In today’s world, big personalities and self-promotion dominate the sporting landscape. An outspoken player such as D’Angelo Russell can dominate a news cycle with his hidden camera antics, while a skilled player like Mike Conley could go months without getting mentioned. The silent ones, the ones who get it done, are a dying breed in the NBA, and the pack just got a little slimmer.
Yesterday afternoon, Spurs legend Tim Duncan announced his retirement after 19 seasons in the NBA. Immediately after the announcement, former players, analysts and fans showered him with praise and well wishes, sentiments that were often much too sparse during his historic playing career. In an era where we criticize the building of super teams, place a bewildering amount of importance on winning titles, and praise loyalty to fan bases, Tim Duncan should be our poster child. Let’s be honest, Duncan didn’t just play for the Spurs, he was the Spurs. Duncan had the good fortune of learning under Dave Robinson, a Spurs legend in his own right. By the time Robinson’s retirement came around in 2003, Duncan already had 2 NBA Championships under his belt, earning NBA Finals MVP in both of them. After Robinson’s retirement, Duncan continued the winning ways, securing titles in both 2005 and 2007. Sure, other players have joined him along the way; Manu Ginobili, Tony Parker and Kawhi Leonard all come to mind, but Duncan has been the one constant on the Spurs roster since the turn of the millennium. He won 5 NBA Championships, 2 MVPs, 15 All-Star selections, and is still somehow grossly underrated.

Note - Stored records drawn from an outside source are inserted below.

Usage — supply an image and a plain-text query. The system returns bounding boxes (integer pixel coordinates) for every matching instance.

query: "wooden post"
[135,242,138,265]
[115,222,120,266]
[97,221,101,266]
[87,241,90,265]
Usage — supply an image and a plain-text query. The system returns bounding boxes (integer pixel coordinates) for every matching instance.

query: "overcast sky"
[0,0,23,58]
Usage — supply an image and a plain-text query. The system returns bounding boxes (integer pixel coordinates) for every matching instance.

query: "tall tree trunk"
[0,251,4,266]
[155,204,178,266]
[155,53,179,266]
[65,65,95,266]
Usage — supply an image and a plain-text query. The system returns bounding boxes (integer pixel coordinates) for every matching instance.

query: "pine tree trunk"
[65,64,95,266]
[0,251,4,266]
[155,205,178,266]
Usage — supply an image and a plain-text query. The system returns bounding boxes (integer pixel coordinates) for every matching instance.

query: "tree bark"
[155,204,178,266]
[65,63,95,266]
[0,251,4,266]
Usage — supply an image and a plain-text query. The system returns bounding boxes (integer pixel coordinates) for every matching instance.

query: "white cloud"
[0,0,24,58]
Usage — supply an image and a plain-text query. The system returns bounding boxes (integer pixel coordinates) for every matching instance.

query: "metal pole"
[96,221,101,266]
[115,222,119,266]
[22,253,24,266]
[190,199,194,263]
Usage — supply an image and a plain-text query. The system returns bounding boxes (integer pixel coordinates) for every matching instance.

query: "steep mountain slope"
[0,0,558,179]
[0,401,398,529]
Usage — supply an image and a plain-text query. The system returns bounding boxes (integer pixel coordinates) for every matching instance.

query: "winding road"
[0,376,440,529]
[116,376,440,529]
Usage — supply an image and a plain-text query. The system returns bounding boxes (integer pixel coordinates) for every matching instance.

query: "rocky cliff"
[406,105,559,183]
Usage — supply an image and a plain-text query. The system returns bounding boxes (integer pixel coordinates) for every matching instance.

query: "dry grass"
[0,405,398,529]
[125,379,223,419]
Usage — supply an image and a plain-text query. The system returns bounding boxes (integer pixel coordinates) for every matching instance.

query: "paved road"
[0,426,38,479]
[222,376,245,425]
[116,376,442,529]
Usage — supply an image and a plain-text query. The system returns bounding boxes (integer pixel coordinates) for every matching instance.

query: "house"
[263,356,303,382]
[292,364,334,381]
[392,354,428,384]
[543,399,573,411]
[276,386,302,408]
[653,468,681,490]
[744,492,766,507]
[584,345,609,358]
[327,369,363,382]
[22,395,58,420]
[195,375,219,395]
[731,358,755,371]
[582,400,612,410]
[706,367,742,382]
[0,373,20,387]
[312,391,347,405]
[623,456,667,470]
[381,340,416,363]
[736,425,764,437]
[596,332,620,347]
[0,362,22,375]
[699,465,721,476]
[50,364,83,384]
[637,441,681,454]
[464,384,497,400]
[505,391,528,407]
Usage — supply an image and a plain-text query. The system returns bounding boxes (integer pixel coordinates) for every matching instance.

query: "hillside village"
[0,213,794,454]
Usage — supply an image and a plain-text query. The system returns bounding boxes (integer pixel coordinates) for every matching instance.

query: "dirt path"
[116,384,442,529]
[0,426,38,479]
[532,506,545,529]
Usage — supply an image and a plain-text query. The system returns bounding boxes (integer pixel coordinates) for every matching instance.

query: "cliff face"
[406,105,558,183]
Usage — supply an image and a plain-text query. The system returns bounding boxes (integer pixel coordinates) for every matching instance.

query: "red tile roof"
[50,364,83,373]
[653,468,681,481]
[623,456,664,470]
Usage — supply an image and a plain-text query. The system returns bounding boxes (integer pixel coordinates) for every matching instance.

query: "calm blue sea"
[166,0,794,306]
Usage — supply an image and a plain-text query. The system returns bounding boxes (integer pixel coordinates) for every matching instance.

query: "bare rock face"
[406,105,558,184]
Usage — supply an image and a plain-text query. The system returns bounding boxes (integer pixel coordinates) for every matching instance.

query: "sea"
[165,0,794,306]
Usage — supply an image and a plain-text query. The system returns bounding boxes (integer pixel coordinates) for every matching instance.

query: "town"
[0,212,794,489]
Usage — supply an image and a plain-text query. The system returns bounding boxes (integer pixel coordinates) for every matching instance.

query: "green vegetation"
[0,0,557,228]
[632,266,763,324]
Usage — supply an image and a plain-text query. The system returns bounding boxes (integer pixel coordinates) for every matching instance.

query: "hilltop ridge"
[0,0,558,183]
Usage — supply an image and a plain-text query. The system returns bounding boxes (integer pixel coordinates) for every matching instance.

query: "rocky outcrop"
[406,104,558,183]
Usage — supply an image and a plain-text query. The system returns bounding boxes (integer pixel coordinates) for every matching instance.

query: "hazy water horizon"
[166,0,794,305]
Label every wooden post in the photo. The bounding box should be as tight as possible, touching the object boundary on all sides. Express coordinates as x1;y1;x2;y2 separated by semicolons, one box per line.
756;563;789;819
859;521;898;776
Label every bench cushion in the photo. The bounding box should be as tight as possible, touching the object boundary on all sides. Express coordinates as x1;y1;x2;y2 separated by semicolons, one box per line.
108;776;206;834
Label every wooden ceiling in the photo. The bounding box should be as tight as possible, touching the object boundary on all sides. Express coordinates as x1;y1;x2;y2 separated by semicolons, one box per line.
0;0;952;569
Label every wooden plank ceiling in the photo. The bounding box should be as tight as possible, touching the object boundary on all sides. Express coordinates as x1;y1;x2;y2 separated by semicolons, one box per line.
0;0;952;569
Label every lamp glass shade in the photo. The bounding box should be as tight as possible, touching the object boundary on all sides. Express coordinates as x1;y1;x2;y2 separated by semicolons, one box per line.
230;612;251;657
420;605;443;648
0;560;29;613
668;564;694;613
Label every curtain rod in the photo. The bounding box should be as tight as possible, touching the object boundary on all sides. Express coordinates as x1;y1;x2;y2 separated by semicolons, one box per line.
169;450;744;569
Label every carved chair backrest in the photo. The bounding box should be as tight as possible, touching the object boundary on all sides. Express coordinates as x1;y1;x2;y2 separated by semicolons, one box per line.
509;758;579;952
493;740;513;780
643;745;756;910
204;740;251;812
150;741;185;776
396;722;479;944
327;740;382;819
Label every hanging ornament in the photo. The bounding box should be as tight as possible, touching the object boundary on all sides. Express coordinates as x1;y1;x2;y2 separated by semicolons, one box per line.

Of course, we would be crazy to reminisce on Duncan’s storied career without including Gregg Popovich. Never in this era has there been a more harmonious marriage between player and coach, and this bond allowed Duncan to soar to even greater heights. Rarely ever do we see a player and a coach together for so long, sharing such great success. Duncan and Popovich are in the same category as Brady and Belichick, Russell and Auerbach. Not every great player had the opportunity to play for a great coach, and the synergy between Duncan and Popovich was no stroke of luck. Duncan came into the league an eager rookie out of Wake Forest, and at the time Popovich was in the early stages of his long tenure with the Spurs, not yet the established veteran he is today. As Duncan grew as a player, he slowly became a leader in the locker room in the subtlest of ways. You know that boss or coach you had that could shut up a room by speaking? That was Duncan, but in the least imposing way possible. Don’t get me wrong, he showed intensity when he needed to, but Duncan will perhaps be remembered as one of the most composed players in NBA history. As Duncan grew as a leader, he still remained receptive to Popovich’s coaching. Many star athletes begin to get complacent or arrogant with success, but Duncan set an example for everyone on the Spurs roster. If Duncan doesn’t cooperate with the coach, the coach isn’t commanding the locker room, and the team doesn’t win. Popovich set the attitude of the Spurs, but Duncan brought it to the rest of the team.
It almost seems fitting that Tim Duncan retired amidst a wave of free agent frenzy, debates between the old and new school NBA, and sweeping changes to almost every roster. As you watch Charles Barkley and other retired players bicker about Kevin Durant joining the Warriors, combated by a younger generation insisting that Durant is entitled to his own choices, Tim Duncan is a welcome distraction from the noise. Tim Duncan is something we can all agree on, a universally accepted figure. He’s like Coca-Cola, or an ice cold beer. It’s hard to find something about Tim Duncan that isn’t likable. The major shift free agency has created in the league combined with Duncan’s retirement almost makes it feel as if the league is ending an era. The Spurs will still be a contender, Popovich, we assume, will still coach next season, but so much of their identity resided in Tim Duncan. Spurs fans, however, can take comfort in the fact that he surely leaves a mark on those left behind; it’s what Dave Robinson did for him.
As time passes and people begin to look at our current age of basketball in retrospect, they will likely compare the career of Tim Duncan to that of Kobe Bryant. Both came and left the league at roughly the same time, and both made a huge impact. Perhaps the most interesting aspect of this comparison, however, is the polar opposite ways in which they did it. Kobe was flashy. He could sell himself like no other, and had an unrivaled flare for the dramatic. Duncan just put his nose to the grindstone and worked. Both were very passionate about basketball, but displayed it very differently. Kobe had his game face. Aggressive. Powerful. Duncan had his poker face. Calm. Collected. It’s strange how both players were able to enjoy such dominance and success in the same decade, despite being in the same conference. Bryant got a lot more attention during his career, but something tells me that when it’s all said and done, people will look back at Duncan’s stats and truly see how great he was. One thing is for sure, with the retirement of both players this season, a little piece of the 2000s NBA has died, and my inner childhood got a little sad.